Streaming-capable High-performance Architecture of Learned Image Compression Codecs
This work addresses performance bottlenecks for practical deployment of learned image compression in real-time applications like streaming, though it is incremental as it builds on existing codecs.
The paper tackles the slow runtime performance of learned image compression codecs by introducing a multi-threaded pipelining and optimized memory architecture that enables asynchronous GPU-CPU execution, achieving excellent throughput and latency improvements without modifying neural models, as demonstrated in a real-time video streaming application on an embedded device.
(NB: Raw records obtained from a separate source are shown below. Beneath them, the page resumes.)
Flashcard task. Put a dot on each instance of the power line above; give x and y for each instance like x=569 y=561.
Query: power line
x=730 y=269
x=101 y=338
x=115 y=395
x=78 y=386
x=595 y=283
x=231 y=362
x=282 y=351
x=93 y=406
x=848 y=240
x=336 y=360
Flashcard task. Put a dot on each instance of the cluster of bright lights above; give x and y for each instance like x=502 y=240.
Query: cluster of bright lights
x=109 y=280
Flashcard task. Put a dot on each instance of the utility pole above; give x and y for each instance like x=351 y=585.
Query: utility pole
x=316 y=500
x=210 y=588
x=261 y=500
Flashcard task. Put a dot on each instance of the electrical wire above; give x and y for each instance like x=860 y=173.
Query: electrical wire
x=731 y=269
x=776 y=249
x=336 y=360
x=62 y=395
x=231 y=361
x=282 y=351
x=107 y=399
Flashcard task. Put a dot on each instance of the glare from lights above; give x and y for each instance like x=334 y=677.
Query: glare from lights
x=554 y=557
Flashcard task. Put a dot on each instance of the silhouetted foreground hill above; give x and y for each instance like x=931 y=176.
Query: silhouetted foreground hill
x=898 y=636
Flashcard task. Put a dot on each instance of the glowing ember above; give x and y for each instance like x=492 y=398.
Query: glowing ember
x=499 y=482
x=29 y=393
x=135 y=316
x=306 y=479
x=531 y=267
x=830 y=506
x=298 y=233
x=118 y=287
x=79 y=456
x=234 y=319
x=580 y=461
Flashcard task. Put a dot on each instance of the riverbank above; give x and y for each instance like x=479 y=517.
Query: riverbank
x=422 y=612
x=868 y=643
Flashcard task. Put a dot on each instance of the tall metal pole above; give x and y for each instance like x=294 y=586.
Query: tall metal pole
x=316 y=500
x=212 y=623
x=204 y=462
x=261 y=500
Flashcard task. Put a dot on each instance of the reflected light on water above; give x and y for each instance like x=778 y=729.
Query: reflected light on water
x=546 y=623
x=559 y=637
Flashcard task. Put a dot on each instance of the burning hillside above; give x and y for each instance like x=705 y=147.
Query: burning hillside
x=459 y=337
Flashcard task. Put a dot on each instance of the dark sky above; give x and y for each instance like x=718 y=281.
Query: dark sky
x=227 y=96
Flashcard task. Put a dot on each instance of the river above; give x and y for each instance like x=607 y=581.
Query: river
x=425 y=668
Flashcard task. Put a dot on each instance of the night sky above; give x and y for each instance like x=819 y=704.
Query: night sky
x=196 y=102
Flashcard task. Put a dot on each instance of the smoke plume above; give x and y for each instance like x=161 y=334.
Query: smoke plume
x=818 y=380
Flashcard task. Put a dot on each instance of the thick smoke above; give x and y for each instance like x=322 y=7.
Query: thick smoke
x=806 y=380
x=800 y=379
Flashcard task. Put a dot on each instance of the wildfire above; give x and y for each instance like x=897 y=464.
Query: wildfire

Learned image compression allows achieving state-of-the-art accuracy and compression ratios, but their relatively slow runtime performance limits their usage. While previous attempts on optimizing learned image codecs focused more on the neural model and entropy coding, we present an alternative method to improving the runtime performance of various learned image compression models. We introduce multi-threaded pipelining and an optimized memory model to enable GPU and CPU workloads asynchronous execution, fully taking advantage of computational resources. Our architecture alone already produces excellent performance without any change to the neural model itself. We also demonstrate that combining our architecture with previous tweaks to the neural models can further improve runtime performance. We show that our implementations excel in throughput and latency compared to the baseline and demonstrate the performance of our implementations by creating a real-time video streaming encoder-decoder sample application, with the encoder running on an embedded device.